Gestation duration [days]

22.1

22.1

22.1

21.8

Pup weight at birth [g]

6.4 (0.6)

6.4 (0.8)

6.1 (0.1)

5.9 (0.1) *

Pup weight at day 21 [g]

           Male

           Female

 

44.3 (2.6)

41.0 (3.9)

 

44.9 (4.3)

41.7 (4.7)

 

45.5 (4.1)

44.3 (4.2)

 

41.8 (2.8) *

40.8 (2.0) *

 * Significantly different to control, p < 0.05

Values in parentheses report standard deviation

Applicant's summary and conclusion

Conclusions:
Reproduction in rats was not altered by repeated inhalation exposure to up to 1.0 mg/L DBE, a concentration that produced both body weight and histologic effects in parental rats.
Executive summary:

Dibasic Esters (DBE) has been tested in a reproduction toxicity study on Crl:CD(SD)BR rats after inhalation exposure using a protocol similar to OECD guideline no 415 and EU method B34 in compliance with US TSCA Good Laboratory Practice.

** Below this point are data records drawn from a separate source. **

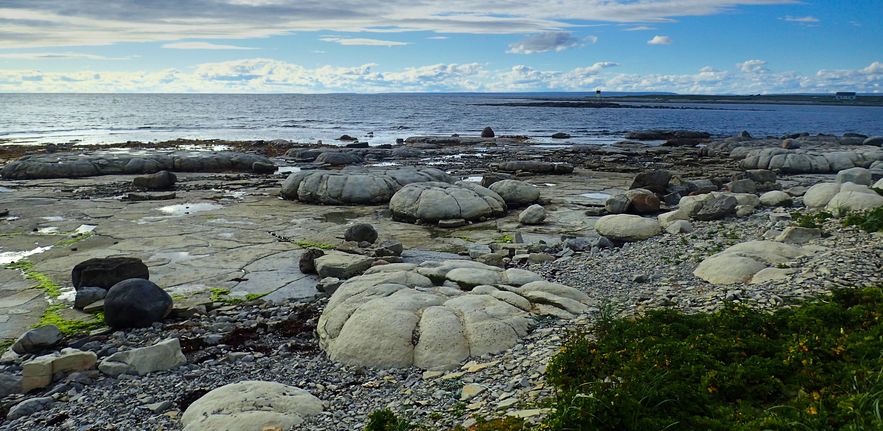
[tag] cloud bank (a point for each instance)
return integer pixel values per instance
(264, 75)
(29, 23)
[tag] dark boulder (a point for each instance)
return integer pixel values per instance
(107, 272)
(307, 263)
(135, 303)
(162, 180)
(656, 181)
(361, 232)
(338, 158)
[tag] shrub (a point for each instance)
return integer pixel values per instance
(815, 367)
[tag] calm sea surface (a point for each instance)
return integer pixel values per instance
(109, 118)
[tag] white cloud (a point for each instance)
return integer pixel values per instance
(203, 45)
(556, 41)
(27, 23)
(359, 41)
(57, 56)
(752, 66)
(801, 19)
(660, 40)
(264, 75)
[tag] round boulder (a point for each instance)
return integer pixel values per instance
(534, 214)
(251, 405)
(435, 201)
(626, 227)
(775, 198)
(360, 232)
(107, 272)
(516, 193)
(135, 303)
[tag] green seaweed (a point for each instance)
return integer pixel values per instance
(44, 282)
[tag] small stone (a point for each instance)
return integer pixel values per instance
(37, 339)
(361, 232)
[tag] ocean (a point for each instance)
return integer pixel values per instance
(381, 118)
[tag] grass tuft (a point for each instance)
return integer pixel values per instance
(818, 366)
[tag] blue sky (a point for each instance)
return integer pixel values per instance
(686, 46)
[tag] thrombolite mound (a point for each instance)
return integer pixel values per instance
(400, 315)
(355, 186)
(75, 165)
(743, 262)
(251, 405)
(435, 201)
(516, 193)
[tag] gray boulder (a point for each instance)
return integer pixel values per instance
(135, 303)
(855, 175)
(534, 214)
(516, 193)
(552, 168)
(250, 405)
(162, 180)
(626, 228)
(354, 186)
(338, 158)
(435, 201)
(361, 232)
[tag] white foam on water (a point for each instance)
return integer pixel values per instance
(596, 195)
(185, 209)
(8, 257)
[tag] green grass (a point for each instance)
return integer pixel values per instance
(813, 220)
(311, 244)
(505, 239)
(52, 316)
(818, 366)
(220, 294)
(52, 289)
(75, 238)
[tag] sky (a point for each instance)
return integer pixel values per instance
(370, 46)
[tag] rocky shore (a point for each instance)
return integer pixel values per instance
(435, 277)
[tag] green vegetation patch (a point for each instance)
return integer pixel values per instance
(52, 289)
(312, 244)
(813, 220)
(52, 316)
(868, 221)
(818, 366)
(387, 420)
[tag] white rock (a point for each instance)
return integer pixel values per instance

Groups of 20 male and 20 female rats were exposed to DBE at concentrations of 0 (control), 0.16, 0.40 (maximum attainable vapor), or 1.0 mg/L (aerosol) in whole-body inhalation chambers. Exposures were conducted for 6 hours/day, 5 days/week for 14 weeks (pre-breeding) then 7 days/week for 8 weeks (through breeding, gestation, and lactation). The exposures were interrupted for female rats between gestation day 19 and postpartum day 3.

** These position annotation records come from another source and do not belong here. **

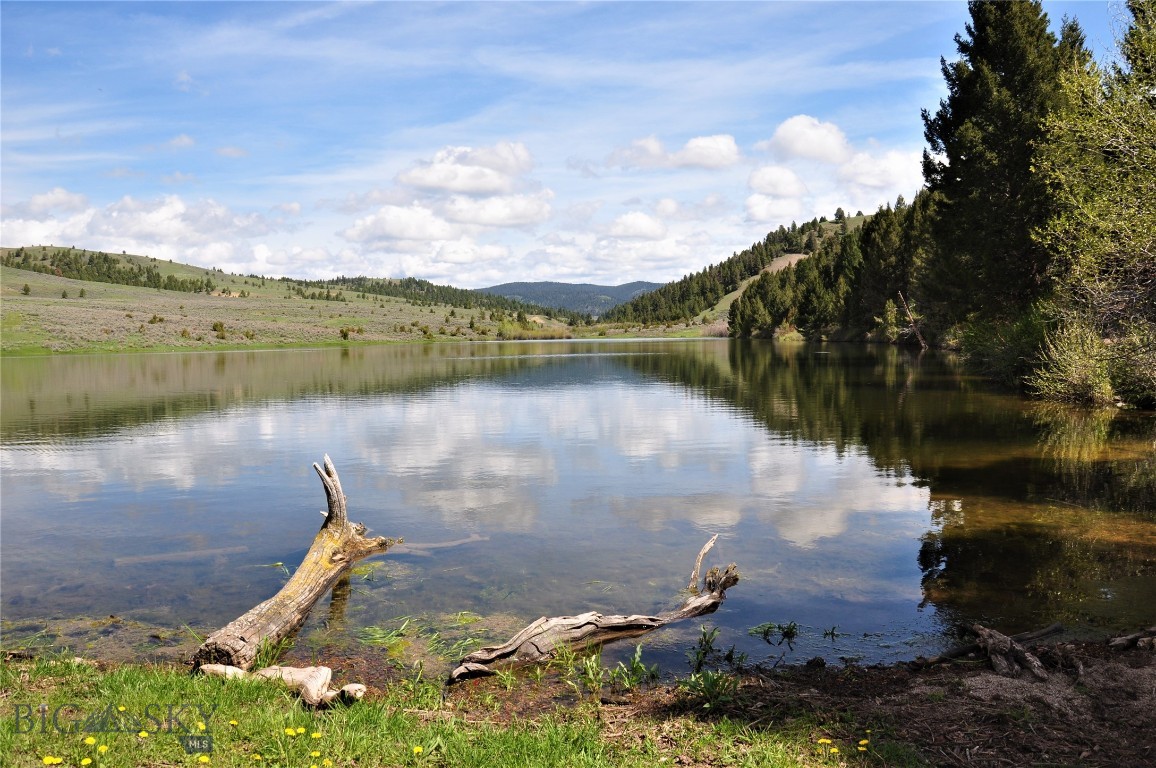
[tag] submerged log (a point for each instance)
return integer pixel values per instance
(543, 637)
(335, 548)
(1008, 657)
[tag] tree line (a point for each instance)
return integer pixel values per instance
(1031, 245)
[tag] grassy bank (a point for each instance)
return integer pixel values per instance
(161, 716)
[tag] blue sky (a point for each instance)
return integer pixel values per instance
(466, 144)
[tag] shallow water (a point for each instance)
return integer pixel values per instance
(866, 489)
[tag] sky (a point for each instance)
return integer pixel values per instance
(467, 144)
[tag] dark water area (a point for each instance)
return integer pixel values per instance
(869, 489)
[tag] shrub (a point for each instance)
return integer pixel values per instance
(1074, 367)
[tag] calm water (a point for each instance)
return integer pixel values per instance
(869, 489)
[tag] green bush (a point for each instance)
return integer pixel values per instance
(1075, 367)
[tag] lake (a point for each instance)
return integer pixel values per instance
(876, 497)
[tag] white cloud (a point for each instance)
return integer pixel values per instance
(708, 152)
(637, 224)
(487, 170)
(393, 222)
(777, 181)
(57, 199)
(806, 137)
(503, 211)
(701, 152)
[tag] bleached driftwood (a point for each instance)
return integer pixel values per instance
(310, 682)
(335, 548)
(543, 637)
(1007, 656)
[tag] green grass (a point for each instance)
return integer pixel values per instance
(408, 724)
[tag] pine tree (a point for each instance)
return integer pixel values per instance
(979, 160)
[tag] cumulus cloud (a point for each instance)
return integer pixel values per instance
(499, 211)
(819, 170)
(701, 152)
(777, 182)
(57, 199)
(393, 222)
(806, 137)
(486, 170)
(637, 224)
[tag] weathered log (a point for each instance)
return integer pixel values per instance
(335, 548)
(1008, 657)
(543, 637)
(973, 648)
(310, 682)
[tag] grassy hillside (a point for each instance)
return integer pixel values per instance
(67, 315)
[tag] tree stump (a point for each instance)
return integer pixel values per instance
(335, 548)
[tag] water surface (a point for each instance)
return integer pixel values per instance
(867, 489)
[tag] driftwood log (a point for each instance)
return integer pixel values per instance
(335, 548)
(1008, 657)
(543, 637)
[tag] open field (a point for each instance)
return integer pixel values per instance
(252, 314)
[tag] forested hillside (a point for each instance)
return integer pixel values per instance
(1032, 245)
(583, 297)
(145, 272)
(682, 300)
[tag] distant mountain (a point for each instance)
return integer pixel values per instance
(577, 297)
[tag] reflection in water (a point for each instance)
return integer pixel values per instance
(866, 488)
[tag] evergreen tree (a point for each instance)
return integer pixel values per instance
(979, 160)
(1099, 164)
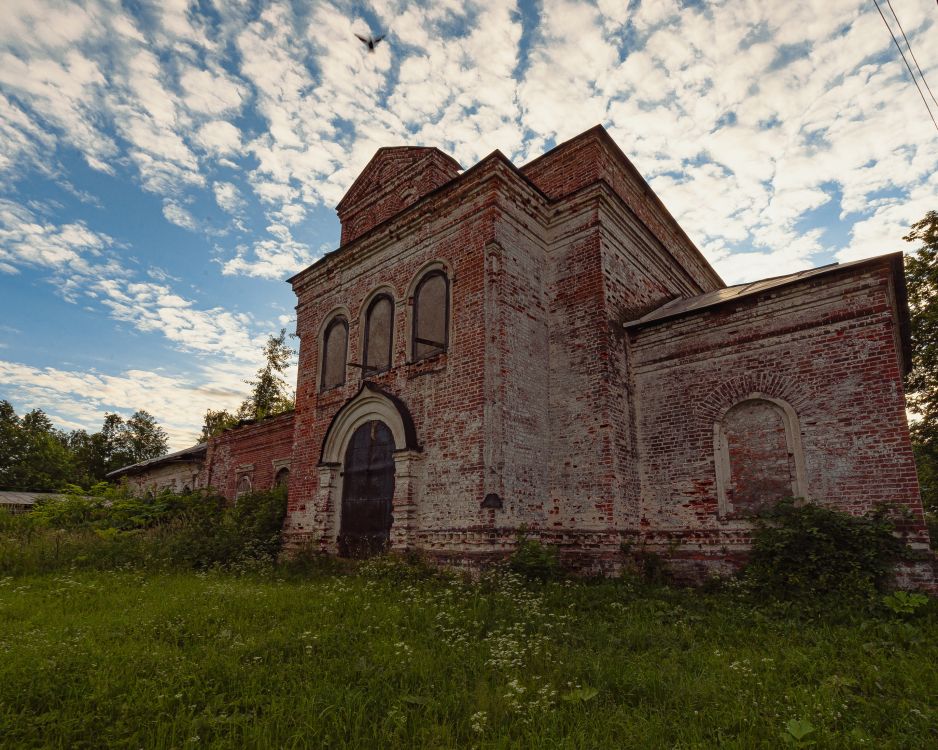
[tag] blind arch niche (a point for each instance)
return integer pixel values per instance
(430, 324)
(334, 352)
(758, 455)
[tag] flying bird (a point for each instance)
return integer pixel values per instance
(370, 42)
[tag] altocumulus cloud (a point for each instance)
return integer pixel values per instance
(780, 135)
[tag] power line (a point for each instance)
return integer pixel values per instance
(914, 80)
(909, 45)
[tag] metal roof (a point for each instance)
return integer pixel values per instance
(678, 307)
(192, 453)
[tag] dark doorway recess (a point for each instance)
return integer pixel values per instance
(367, 491)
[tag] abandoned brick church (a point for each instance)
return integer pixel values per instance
(543, 348)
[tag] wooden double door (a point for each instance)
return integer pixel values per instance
(367, 491)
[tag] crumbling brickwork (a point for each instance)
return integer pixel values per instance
(600, 386)
(596, 384)
(249, 457)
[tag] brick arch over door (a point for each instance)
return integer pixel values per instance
(370, 405)
(715, 404)
(758, 456)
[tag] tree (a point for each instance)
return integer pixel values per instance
(33, 454)
(270, 393)
(921, 272)
(143, 437)
(216, 422)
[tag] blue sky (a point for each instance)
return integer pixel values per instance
(164, 166)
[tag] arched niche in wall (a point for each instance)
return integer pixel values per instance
(758, 455)
(244, 486)
(377, 327)
(333, 349)
(430, 305)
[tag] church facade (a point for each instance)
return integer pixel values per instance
(543, 350)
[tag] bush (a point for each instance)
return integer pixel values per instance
(197, 530)
(534, 560)
(807, 550)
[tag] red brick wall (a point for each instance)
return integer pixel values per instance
(445, 395)
(593, 157)
(256, 445)
(825, 347)
(392, 181)
(591, 433)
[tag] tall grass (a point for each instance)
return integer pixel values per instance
(389, 656)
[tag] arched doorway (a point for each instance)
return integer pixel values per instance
(367, 491)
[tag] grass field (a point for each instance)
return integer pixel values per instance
(387, 657)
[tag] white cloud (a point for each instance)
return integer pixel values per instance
(228, 197)
(79, 399)
(79, 264)
(178, 215)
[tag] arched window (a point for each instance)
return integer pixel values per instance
(379, 323)
(431, 315)
(244, 486)
(334, 352)
(759, 458)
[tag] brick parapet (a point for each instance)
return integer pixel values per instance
(262, 446)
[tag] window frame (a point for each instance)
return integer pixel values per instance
(336, 319)
(415, 315)
(366, 370)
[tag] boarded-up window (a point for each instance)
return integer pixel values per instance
(431, 313)
(379, 322)
(244, 486)
(335, 350)
(761, 469)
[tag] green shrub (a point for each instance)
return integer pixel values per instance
(534, 560)
(809, 551)
(197, 530)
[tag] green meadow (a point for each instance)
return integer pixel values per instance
(387, 654)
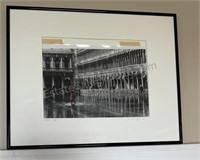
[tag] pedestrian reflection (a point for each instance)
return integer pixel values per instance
(99, 105)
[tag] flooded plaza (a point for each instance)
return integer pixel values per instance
(91, 106)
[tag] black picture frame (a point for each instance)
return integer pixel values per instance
(11, 84)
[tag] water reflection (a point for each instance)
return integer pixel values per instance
(107, 105)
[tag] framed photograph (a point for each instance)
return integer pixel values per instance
(91, 78)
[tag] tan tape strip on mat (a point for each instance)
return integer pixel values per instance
(123, 43)
(52, 41)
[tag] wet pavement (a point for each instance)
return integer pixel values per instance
(112, 105)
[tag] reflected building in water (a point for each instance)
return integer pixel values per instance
(104, 82)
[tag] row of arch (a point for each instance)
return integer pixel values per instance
(125, 58)
(57, 61)
(128, 80)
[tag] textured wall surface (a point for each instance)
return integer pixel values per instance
(188, 36)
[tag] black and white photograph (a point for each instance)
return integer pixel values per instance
(79, 78)
(88, 82)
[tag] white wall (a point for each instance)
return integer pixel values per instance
(172, 152)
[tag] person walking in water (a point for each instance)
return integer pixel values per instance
(72, 98)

Parental examinations included clinical and cage side observations, body weight determination, and assessment of mating performance, fertility, gestation length, and lactation performance. The number and sex of pups, viability, and weight were determined. At the end of the lactation period, all parental rats and ten 21-day old pups of each sex were per group were killed and examined for gross abnormalities. Parental nose tissues were examined histopathologically.

 

No significant differences were observed between control and test rats with respect to mating performance, fertility, length of gestation, or progeny numbers, structure, and viability. Body weights of parental rats and of their offspring were reduced at 1.0 mg/L. The only histopathologic changes detected in the nasal tissues of the parental rats, was an exposure-related increase in squamous metaplasia in the olfactory epithelium. There was an increase in liver-to-body weight ratios in the two higher parental exposure groups and an increase in the lung-to-body weight ratio also seen at 1.0 mg/L.

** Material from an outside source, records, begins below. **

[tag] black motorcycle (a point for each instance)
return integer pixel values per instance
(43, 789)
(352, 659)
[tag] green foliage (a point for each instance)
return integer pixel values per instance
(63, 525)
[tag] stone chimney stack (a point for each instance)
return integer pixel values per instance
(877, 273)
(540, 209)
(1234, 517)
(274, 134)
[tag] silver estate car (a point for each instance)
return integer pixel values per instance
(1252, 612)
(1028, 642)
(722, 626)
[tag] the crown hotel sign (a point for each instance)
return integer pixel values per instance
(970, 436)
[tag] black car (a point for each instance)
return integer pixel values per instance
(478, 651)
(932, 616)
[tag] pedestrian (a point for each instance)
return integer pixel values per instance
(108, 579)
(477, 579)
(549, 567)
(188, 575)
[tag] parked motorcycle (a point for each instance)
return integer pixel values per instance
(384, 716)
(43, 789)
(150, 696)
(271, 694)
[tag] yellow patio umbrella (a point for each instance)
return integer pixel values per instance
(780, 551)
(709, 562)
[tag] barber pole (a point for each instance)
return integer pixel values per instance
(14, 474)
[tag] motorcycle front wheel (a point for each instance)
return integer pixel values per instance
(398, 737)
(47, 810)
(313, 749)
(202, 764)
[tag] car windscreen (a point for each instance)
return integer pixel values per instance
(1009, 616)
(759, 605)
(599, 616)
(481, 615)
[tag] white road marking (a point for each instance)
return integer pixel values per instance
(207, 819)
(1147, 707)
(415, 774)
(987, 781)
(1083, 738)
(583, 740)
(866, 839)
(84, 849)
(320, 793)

From the results obtained, it can be concluded that reproduction in rats was not altered by repeated inhalation exposure to up to 1.0 mg/L DBE, a concentration that produced both body weight and histologic effects in parental rats. See further discussion in IUCLID Section 7.12.

 

Dibasic Esters (DBE) is not classified for reproduction according to the criteria of Directive 67/548/EC and EU Regulation No. 1272/2008 (CLP).